Tags: tonameage格式条目besurnamequote
3条回答

您可以分析文件数据,对结果进行分组,并传递到数据帧:

import re
import pandas as pd
def group_results(d):
   _group = [d[0]]
   for a, b in d[1:]:
     if a == 'Name' and not any(c == 'Name' for c, _ in _group):
       _group.append([a, b])
     elif a == 'Surname' and any(c == 'Name' for c, _ in _group):
       yield _group
       _group = [[a, b]]
     else:
       if a == 'Name':
         yield _group
         _group = [[a, b]]
       else:
         _group.append([a, b])
   yield _group

headers = ["Surname","Name","Age","Weight","Height","School","Siblings","Quote"]
data = list(filter(None, [i.strip('\n') for i in open('filename.txt')]))
parsed = [(lambda x:[x[0], x[-1][1:-1]])(re.findall('(?<=^\[)\w+|".*?"(?=\]$)', i)) for i in data]
_grouped = list(map(dict, group_results(parsed)))
result = pd.DataFrame([[c.get(i, "") for i in headers] for c in _grouped], columns=headers)

输出:

  Surname    Name                ...                 Siblings                              Quote
0  Gordon   James                ...                                        I want to be a pilot
1          Monica                ...                           I am looking forward to christmas

[2 rows x 8 columns]

你可以重写你的数据文件。代码将原始文件解析为类D,然后使用csv.DictWriter文件要将其写入熊猫可读的常规样式csv,请执行以下操作:

创建演示文件:

fn = "t.txt"
with open (fn,"w") as f:
    f.write("""
[Surname: "Gordon"]
[Name: "James"]
[Age: "13"]
[Weight: "46"]
[Height: "12"]
[Quote: "I want to be a pilot"]

[Name: "Monica"]
[Weight: "33"]
[Quote: "I am looking forward to christmas"]
""")

Itermediate类:

class D:
    fields = ["Surname","Name","Age","Weight","Height","Quote"]

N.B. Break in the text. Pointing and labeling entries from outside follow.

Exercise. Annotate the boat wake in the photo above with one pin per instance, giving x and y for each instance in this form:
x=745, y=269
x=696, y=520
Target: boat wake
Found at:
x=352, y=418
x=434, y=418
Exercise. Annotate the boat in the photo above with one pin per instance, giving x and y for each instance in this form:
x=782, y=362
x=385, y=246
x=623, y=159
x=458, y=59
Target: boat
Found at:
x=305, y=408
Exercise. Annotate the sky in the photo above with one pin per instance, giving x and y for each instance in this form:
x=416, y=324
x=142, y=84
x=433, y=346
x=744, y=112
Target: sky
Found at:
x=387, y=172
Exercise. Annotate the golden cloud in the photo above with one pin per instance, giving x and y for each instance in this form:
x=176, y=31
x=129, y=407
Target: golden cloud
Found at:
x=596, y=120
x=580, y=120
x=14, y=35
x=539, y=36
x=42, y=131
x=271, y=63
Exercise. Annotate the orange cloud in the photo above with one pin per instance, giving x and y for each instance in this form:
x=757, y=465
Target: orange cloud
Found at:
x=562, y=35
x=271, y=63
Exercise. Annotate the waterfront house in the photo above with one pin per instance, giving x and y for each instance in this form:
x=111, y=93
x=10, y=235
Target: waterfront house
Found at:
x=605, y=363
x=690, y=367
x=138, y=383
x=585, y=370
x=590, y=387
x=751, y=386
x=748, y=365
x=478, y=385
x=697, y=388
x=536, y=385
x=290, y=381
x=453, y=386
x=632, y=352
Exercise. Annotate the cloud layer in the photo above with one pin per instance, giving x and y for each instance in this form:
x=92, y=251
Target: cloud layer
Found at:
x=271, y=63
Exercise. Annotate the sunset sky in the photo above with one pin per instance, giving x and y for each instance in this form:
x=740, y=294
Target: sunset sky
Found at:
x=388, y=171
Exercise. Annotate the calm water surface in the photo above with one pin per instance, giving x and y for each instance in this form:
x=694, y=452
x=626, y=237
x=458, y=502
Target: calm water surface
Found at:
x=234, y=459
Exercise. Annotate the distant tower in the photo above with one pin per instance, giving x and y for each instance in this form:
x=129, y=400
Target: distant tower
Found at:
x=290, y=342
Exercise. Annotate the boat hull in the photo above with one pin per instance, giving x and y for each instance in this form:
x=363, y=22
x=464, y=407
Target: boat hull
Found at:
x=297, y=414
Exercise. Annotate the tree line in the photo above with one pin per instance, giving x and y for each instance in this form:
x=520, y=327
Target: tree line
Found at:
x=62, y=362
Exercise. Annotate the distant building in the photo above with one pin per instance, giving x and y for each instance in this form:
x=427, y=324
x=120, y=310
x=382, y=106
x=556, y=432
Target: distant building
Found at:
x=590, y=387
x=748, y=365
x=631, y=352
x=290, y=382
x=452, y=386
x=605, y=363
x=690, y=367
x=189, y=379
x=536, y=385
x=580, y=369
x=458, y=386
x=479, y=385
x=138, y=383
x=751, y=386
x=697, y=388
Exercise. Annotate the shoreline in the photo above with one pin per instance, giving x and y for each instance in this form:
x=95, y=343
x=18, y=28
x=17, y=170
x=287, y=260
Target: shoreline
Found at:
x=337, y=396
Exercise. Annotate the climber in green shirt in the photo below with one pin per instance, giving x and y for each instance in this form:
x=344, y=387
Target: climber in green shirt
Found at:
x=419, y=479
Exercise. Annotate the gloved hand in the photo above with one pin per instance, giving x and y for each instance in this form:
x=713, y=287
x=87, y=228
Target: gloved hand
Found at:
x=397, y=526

    def __init__(self,textlines):
        t = [(k.strip(),v.strip()) for k,v in (x.strip().split(":",1) for x in textlines)]
        self.data = {k:"" for k in D.fields}
        self.data.update(t) 

    def surname(self):    return self.data["Surname"]
    def name(self):       return self.data["Name"]
    def age(self):        return self.data["Age"]
    def weight(self):     return self.data["Weight"]
    def height(self):     return self.data["Height"]
    def quote(self):      return self.data["Quote"]

    def get_data(self):
        return self.data

解析和重写:

fn = "t.txt"

# list of all collected D-Instances
data = []
with open(fn) as f:
    # each dataset contains all lines belonging to one "person"
    dataset = []
    surname = False
    for line in f.readlines():
        clean = line.strip().strip("[]")
        if clean and (clean.startswith("Surname") or clean.startswith("Name")):
            if any(e.startswith("Name") for e in dataset):
                data.append(D(dataset))
                dataset = []
                if clean:
                    dataset.append(clean)
            else:
                if clean:
                    dataset.append(clean)
        elif clean:
            dataset.append(clean)
    if dataset:
        data.append(D(dataset))

import csv
with open("other.txt", "w", newline="") as f:
    dw = csv.DictWriter(f,fieldnames=D.fields)
    dw.writeheader()
    for entry in data:
        dw.writerow(entry.get_data())

检查所写内容:

with open("other.txt","r") as f:
    print(f.read())

输出:

Surname,Name,Age,Weight,Height,Quote
"""Gordon""","""James""","""13""","""46""","""12""","""I want to be a pilot"""
,"""Monica""",,"""33""",,"""I am looking forward to christmas"""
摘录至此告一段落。